WASHINGTON -- President Donald Trump often brags he's done more in his first year in office than any other president.
While he's fallen short on many measures and has a strikingly thin legislative record, Trump has followed through on dozens of his campaign promises, overhauling the country's tax system, changing the U.S. posture abroad and upending the lives of hundreds of thousands of immigrants.
A year in, Trump is no closer to making Mexico pay for a border wall than when he made supporters swoon with the promise at those rollicking campaign rallies of 2016.
He's run into legislative roadblocks -- from fellow Republicans, no less -- at big moments, which is why the Obama-era health law survives, wounded but still insuring millions.

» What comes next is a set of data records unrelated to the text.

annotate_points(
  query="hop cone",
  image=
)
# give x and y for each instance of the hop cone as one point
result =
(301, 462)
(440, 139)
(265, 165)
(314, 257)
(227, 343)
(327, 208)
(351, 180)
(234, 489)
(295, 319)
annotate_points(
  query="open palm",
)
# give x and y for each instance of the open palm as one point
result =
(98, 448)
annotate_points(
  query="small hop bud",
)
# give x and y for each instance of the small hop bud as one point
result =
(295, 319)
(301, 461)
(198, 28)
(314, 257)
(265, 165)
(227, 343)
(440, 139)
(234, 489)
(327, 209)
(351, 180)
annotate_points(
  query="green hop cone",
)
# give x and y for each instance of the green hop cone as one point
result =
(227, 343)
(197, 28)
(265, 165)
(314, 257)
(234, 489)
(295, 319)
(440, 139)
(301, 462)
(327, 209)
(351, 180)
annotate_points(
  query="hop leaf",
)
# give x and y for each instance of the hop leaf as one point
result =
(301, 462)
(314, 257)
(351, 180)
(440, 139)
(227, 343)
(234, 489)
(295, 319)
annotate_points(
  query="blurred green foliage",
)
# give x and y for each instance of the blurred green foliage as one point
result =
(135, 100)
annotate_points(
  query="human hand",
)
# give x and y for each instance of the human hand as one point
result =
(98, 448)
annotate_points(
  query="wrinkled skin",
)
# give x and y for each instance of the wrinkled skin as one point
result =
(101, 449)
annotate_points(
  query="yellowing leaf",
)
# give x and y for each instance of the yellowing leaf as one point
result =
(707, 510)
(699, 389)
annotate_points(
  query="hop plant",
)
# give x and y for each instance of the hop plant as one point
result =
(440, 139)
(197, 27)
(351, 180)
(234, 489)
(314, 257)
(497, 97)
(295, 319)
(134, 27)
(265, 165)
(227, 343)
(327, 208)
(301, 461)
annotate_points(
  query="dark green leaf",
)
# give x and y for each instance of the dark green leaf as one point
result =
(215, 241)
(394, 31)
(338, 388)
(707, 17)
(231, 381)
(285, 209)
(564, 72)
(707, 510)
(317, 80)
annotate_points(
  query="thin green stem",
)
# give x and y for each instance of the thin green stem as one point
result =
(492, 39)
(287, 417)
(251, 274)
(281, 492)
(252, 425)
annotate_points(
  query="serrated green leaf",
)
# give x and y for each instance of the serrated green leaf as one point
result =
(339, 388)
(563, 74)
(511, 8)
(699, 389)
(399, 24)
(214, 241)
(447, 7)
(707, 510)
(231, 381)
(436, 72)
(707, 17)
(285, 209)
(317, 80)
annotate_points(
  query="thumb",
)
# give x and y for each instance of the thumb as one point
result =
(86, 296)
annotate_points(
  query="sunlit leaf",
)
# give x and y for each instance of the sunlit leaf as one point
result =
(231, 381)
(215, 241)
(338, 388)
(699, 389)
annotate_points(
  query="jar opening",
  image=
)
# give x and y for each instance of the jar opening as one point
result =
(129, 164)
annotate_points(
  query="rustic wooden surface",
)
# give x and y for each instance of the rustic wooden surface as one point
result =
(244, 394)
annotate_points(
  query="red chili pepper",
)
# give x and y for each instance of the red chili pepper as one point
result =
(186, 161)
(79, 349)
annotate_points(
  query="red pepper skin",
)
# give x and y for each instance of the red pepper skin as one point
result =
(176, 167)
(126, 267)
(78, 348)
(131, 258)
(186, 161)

His own administration's sloppy start explains why none of the laws he pledged to sign in his first 100 days came to reality then and why most are still aspirational.
Nevertheless, Trump has nailed the tax overhaul, his only historic legislative accomplishment to date, won confirmation of a conservative Supreme Court justice and other federal judges and used his executive powers with vigor to slice regulations and pull the U.S. away from international accords he assailed as a candidate.
Courts tied his most provocative actions on immigration and Muslim entry in knots, but illegal border crossings appear to be at historic lows.
The upshot? For all his rogue tendencies, Trump has shaped up as a largely conventional Republican president when measured by his promises kept and in motion.
The Twitter version of Trump may be jazzed with braggadocio about the size of his (nonexistent) nuclear button and his "very stable genius." But the ledger of actions taken is recognizable to Washington: mainstream Republican tax cuts, pro-business policy (with exceptions on trade), curbs on environmental regulation and an approach to health care in the GOP playbook for years.
A look at some of his campaign promises and what's happened with them:
Trump and congressional Republicans delivered on an overhaul, substantially lowering corporate taxes and cutting personal income taxes, as promised. It's sizable but not everything Trump said it would be, and it is more tilted to the wealthy than he promised or will admit. He promised a 15 percent tax rate for corporations and settled for 21 percent, still a major drop from 35 percent. He promised three tax brackets; there are still seven. He did not eliminate the estate tax or the alternative minimum tax as he said he would. Fewer people will be subject to those taxes, however, at least temporarily.
"Everybody is getting a tax cut, especially the middle class," he said in the campaign. Most will; some will pay more.
Candidate Trump rocked the political landscape when he proposed a temporary ban on all non-U.S. Muslims entering the country. While he's long backed away from such talk, Trump has worked since his first days in office to impose new restrictions on tourists and immigrants, signing executive orders in efforts to make good on his anti-immigration promises had those orders not been blocked by courts.
He's now succeeded in banning the entry of citizens from several Muslim-majority countries and in severely curbing refugee admissions. He's tried to deny certain federal money for cities refusing to cooperate with federal immigration authorities.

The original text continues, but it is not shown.